Paging Mr. Powell | Financial Post
A look at the day ahead in European and global markets from Anshuman Daga:
The strong start to equity markets this year has got bulls excited but markets know it’s better to be well behaved before Federal Reserve Chair Jerome Powell speaks.
Asian stocks edged lower on Tuesday after recent gains even as Asian tourism-focused businesses geared up for a return of Chinese tourists after the country’s borders reopened on Monday.
European futures indicate a weaker open for stocks, which are basking at eight-month highs on growing hopes that the euro zone will only get a shallow recession, overcoming worries of a sharp slowdown.
Already, a drop in the region’s headline inflation points to easing price pressures.
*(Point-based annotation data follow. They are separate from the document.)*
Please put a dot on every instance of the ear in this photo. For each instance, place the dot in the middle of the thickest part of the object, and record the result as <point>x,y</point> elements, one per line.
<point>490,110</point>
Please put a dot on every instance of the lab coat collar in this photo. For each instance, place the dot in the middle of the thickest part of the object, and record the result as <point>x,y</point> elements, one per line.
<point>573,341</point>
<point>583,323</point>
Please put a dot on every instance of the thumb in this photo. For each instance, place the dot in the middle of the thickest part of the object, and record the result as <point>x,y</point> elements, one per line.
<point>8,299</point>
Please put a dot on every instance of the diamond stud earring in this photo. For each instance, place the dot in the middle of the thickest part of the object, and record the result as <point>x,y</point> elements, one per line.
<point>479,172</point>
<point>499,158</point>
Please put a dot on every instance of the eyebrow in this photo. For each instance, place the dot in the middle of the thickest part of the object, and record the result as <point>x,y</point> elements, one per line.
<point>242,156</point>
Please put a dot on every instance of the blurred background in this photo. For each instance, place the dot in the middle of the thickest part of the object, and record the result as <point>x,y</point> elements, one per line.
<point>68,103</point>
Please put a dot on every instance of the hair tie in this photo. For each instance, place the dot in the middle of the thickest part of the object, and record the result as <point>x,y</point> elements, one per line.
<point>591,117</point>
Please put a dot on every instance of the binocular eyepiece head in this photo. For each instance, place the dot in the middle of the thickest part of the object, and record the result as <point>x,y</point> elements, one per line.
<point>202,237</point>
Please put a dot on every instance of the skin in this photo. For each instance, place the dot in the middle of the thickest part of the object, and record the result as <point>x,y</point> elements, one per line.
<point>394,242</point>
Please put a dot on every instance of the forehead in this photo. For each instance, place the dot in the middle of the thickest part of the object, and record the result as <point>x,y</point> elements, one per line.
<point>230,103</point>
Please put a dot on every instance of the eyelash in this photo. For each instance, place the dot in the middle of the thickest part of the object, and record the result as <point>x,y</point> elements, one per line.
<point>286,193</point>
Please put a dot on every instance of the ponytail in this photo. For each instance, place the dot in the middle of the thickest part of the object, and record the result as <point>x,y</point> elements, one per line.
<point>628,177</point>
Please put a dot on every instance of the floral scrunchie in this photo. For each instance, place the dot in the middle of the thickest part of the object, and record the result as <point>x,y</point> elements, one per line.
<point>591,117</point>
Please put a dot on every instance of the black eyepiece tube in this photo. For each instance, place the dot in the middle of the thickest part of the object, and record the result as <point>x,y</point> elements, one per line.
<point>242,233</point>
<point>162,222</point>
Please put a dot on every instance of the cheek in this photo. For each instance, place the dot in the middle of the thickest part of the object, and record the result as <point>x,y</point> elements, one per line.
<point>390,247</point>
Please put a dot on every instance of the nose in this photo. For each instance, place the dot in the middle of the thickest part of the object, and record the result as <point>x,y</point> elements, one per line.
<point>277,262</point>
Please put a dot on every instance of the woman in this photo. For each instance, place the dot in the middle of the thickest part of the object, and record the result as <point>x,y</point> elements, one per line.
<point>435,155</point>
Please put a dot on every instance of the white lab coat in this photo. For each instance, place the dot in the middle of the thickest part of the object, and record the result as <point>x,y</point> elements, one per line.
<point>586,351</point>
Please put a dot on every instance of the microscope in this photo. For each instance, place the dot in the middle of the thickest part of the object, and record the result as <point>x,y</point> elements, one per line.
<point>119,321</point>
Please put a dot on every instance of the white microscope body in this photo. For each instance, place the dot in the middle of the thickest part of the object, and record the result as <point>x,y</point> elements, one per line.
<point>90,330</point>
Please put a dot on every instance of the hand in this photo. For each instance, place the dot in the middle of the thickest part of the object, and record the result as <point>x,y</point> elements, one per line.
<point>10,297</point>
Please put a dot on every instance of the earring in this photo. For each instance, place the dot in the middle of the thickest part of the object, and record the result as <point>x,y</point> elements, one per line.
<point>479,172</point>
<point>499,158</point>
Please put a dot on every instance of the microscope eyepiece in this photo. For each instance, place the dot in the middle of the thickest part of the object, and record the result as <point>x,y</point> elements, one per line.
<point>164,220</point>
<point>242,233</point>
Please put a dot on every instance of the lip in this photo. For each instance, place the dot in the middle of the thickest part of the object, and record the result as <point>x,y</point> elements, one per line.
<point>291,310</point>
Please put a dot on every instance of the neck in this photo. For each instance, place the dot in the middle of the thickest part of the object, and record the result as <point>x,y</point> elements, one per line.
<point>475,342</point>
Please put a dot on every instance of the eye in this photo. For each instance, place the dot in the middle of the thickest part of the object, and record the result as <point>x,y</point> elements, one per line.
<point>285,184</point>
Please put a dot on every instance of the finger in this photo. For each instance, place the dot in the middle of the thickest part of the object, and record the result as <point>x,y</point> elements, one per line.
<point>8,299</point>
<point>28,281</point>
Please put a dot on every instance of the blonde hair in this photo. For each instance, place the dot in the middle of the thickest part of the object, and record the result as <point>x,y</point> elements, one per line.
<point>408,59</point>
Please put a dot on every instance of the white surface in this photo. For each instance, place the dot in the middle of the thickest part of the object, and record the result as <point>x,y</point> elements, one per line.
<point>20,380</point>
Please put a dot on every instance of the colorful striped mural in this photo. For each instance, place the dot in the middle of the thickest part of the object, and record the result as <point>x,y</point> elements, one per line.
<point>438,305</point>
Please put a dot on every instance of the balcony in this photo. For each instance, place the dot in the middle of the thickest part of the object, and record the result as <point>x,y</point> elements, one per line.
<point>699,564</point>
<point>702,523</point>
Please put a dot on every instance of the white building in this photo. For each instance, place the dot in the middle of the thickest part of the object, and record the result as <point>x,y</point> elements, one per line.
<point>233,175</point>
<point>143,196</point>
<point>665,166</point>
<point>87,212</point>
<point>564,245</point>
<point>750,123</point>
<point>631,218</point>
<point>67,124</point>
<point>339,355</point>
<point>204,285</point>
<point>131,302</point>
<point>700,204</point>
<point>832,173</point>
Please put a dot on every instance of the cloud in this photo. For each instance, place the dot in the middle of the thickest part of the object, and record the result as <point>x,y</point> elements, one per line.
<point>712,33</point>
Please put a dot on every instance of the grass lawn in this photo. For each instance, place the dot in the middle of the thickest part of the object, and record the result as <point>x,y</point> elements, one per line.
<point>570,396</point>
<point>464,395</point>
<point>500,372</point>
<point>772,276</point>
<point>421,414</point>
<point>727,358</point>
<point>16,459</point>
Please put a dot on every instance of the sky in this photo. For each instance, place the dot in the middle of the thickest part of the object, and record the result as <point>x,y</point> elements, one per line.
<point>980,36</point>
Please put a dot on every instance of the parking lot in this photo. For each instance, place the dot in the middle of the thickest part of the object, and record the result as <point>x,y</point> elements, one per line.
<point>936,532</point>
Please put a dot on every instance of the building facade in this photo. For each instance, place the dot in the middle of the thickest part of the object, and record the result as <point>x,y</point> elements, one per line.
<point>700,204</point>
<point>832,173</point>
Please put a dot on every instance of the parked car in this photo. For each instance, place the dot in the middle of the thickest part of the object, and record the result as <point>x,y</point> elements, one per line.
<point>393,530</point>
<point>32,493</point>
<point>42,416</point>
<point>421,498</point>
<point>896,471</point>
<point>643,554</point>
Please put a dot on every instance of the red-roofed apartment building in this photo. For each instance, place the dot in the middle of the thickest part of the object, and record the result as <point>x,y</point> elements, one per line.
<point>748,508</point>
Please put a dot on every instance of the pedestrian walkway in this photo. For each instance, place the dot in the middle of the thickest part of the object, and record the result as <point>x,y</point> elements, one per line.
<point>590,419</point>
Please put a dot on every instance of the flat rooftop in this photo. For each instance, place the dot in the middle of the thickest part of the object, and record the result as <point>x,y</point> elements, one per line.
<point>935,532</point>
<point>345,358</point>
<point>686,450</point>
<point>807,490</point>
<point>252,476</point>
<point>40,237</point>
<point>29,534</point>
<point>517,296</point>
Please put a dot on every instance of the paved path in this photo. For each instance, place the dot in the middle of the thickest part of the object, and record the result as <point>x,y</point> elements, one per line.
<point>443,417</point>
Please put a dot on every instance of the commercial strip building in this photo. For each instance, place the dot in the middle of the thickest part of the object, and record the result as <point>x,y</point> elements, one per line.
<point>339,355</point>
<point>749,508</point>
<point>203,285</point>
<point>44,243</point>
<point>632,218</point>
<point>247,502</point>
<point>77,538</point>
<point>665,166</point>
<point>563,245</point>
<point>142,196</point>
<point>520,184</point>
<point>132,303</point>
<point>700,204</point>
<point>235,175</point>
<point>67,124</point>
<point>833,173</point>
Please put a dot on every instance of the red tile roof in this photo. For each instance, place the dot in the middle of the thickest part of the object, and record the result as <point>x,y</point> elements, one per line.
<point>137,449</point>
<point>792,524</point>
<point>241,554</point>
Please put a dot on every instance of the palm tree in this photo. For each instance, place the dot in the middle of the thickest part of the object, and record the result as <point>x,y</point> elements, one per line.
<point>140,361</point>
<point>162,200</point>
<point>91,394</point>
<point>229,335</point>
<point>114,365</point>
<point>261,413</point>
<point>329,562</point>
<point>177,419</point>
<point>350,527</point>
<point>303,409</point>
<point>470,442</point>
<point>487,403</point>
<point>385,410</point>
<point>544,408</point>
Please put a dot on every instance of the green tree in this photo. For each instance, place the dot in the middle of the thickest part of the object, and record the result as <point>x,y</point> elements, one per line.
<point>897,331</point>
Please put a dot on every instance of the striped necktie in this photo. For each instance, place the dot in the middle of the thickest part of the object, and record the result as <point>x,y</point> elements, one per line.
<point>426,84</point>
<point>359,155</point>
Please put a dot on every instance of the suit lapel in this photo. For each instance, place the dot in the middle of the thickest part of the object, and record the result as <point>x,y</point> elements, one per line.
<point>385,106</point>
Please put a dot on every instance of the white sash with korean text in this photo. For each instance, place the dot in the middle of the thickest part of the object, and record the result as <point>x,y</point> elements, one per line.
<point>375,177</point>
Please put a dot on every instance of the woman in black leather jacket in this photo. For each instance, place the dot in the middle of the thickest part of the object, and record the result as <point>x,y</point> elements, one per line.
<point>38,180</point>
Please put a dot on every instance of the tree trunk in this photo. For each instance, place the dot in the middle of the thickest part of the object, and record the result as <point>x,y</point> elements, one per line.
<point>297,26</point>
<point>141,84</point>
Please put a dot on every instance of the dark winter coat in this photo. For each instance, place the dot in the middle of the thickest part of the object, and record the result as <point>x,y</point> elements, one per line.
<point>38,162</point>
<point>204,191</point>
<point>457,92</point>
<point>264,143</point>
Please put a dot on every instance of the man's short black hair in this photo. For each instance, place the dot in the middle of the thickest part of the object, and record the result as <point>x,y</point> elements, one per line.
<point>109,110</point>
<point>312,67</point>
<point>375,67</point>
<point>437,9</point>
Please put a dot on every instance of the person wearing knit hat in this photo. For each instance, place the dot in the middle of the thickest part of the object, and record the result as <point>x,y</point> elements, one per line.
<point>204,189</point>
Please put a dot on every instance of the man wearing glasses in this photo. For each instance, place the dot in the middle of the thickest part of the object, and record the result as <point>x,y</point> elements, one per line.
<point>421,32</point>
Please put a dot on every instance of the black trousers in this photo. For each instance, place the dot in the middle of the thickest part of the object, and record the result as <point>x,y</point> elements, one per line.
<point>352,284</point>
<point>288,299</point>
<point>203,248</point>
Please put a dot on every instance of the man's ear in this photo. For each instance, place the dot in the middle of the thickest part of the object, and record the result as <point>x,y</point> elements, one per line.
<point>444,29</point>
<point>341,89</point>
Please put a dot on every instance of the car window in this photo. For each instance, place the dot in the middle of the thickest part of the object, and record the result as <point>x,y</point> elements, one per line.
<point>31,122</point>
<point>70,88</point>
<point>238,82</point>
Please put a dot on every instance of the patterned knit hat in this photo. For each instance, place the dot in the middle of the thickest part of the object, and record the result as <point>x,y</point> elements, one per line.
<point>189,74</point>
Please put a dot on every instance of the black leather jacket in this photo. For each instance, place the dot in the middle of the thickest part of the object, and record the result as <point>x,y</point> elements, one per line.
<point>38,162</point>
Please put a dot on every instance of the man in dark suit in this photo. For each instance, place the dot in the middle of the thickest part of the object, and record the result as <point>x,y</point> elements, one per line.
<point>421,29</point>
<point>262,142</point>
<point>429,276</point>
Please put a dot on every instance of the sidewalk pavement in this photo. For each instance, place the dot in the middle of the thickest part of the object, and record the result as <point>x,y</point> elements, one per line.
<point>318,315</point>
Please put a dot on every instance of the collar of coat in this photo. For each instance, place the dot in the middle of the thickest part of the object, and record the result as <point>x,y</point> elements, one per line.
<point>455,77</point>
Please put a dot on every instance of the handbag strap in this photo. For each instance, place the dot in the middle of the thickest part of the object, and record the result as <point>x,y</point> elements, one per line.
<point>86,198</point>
Later on Tuesday, Fed boss Powell is set to make a speech that could give further clarity on the pace of rate hikes while U.S. inflation data out on Thursday will further cement expectations.
While money markets are pricing in a 25% chance of a half-point U.S. rate hike in February, down from around 50% a month ago, inflation data and Fed speakers will dictate market action.
In Japan, consumer inflation exceeded the central bank’s 2% target for a seventh straight month in a sign of broadening inflationary pressure.
Meanwhile, the French need to prepare to work longer than they do now.
French Prime Minister Elisabeth Borne is set to unveil a pension reform that is already angering unions and a large majority of voters and will be a key test of President Emmanuel Macron’s ability to implement change.
And in news from the sporting world, Bloomberg News reported that English Premier League clubs Manchester United Plc, Tottenham Hotspur, or Liverpool FC are being targeted by Qatar Sports Investments over a potential acquisition.
Key developments that could influence markets on Tuesday:
Speakers: ECB Governing Council member and Bank of Portugal governor Mario Centeno speaks before lawmakers at 1630 GMT, Speech by ECB board member Isabel Schnabel at 1010 GMT
U.S. speakers: Federal Reserve Chair Jerome Powell participates in a panel discussion before the Sveriges Riksbank International Symposium on Central Bank Independence.